Jenis-Jenis Karawitan

Ditinjau dari cara penyajiannya, karawitan dikelompokkan menjadi tiga jenis, yaitu Karawitan Sekar (vokal), Karawitan Gending (instrumen), dan Karawitan Sekar Gending (campuran).
1. Karawitan Vokal (sekar)
Sesuai namanya, penyajian dalam Karawitan Sekar lebih mengutamakan unsur vokal atau suara. Bagus tidaknya penampilan Karawitan Sekar sangat bergantung pada kelihaian sang vokalis ketika melantunkan “sekarnya”.
Apa itu sekar? Sekar adalah pengolahan vokal yang khusus dilakukan untuk menimbulkan rasa seni yang erat berhubungan dengan indra pendengaran. Sekar erat bersentuhan dengan nada, bunyi atau alat-alat pendukung lainnya yang selalu akrab berdampingan.
Sekar berbeda dengan bicara biasa. Lantunan sekar mempunyai citrarasa seni yang sangat dalam. Meskipun demikian, sekar sangat dekat dengan ragam bicara atau dialek, seperti sekar sunda yang dekat dengan dialek Cianjur, Garut, Ciamis, Majalengka, dan sebagainya.
2. Karawitan Gending (Instrumen)
Berbeda dengan Karawitan Sekar, Karawitan Gending lebih mengutamakan unsur instrumen atau alat musik dalam penyajiannya. Macam-macam alat gending dalam karawitan cukup banyak, diantaranya adalah gomg, gendang, kleneng, sinter, gambling, dan sebagainya.
3. Karawitan Sekar Gending (campuran)
Karawitan Sekar Gending merupakan salah satu bentuk kesenian gabungan antara Karawitan Sekar dan Gending. Dalam penyajiannya, karawitan ini tidak hanya menampilkan salah satu di antara keduanya, tetapi juga kedua karawitan ini ditampilkan secara bersama-sama agar menghasilkan karawitan yang bagus.
Adapun yang termasuk dalam penyajian  Karawitan Sekar Gending di antaranya adalah degung kawih, kliningan, celempungan, kecapi kawih, dan gending karesmen.
Karawitan adalah seni suara daerah baik vokal atau instrumental yang mempunyai klarifikasi dan perkembangan dari daerahnya itu sendiri.
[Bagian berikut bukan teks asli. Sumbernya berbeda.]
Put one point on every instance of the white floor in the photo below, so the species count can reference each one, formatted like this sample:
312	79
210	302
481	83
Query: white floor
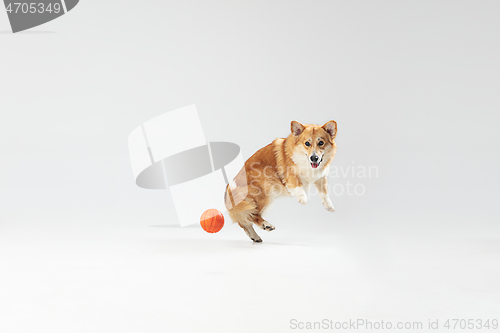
166	279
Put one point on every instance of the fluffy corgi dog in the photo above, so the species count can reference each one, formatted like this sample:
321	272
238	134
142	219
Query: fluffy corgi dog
285	167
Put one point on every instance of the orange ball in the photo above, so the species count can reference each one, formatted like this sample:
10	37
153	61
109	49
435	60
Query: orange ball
212	221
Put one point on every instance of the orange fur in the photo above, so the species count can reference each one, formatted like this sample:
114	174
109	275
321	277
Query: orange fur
283	167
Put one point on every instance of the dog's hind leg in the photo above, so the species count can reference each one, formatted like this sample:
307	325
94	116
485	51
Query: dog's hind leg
247	226
263	224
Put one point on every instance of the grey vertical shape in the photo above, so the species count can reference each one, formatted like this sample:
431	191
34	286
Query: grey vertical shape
70	4
223	153
20	20
187	165
152	177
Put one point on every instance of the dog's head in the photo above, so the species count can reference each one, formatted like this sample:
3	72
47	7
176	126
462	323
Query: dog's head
314	144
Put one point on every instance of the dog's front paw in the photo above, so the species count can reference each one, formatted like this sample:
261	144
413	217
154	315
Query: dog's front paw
328	204
302	197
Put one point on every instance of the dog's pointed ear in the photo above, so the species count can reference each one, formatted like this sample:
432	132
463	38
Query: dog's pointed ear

Karawitan di bagi 3, yaitu :
  • Karawitan Sekar,
  • Karawitan Gending,
  • Karawitan Sekar Gending.

 Karawitan Sekar

Karawitan Sekar merupakan salah satu bentuk kesenian yang dalam penyajiannya lebih mengutamakan terhadap unsur vokal atau suara manusia.

Karawitan Gending

Karawitan Gending merupakan salah satu bentuk kesenian yang dalam penyajiannya lebih mengutamakan unsur instrumental atau alat musik.

Karawitan Sekar Gending

Karawitan Sekar Gending adalah salah satu bentuk kesenian yang dalam penyajiannya terdapat unsur gabungan antara karawitan sekar dan gending
Pengertian dari karawitan itu sendiri secara khusus dapat diartikan sebagai Seni Musik Tradisional yang terdapat di seluruh wilayah etnik Indonesia.
Penyebaran seni karawitan terdapa di Pulau Jawa, Sumatra, Madura dan Bali. Karawitan memainkan alat musik bernama gamelan, sebagai contoh Gamelan Pelog/Salendro, Gamelan Cirebon, Gamelan Degung dan Gamelan Cianjuran (untuk bentuk sajian ensemble/kelompok). Dalam prakteknya, karawitan biasa digunakan untuk mengiringi tarian dan nyanyian, tapi tidak tertutup kemungkinan untuk mengadakan pementasan musik saja.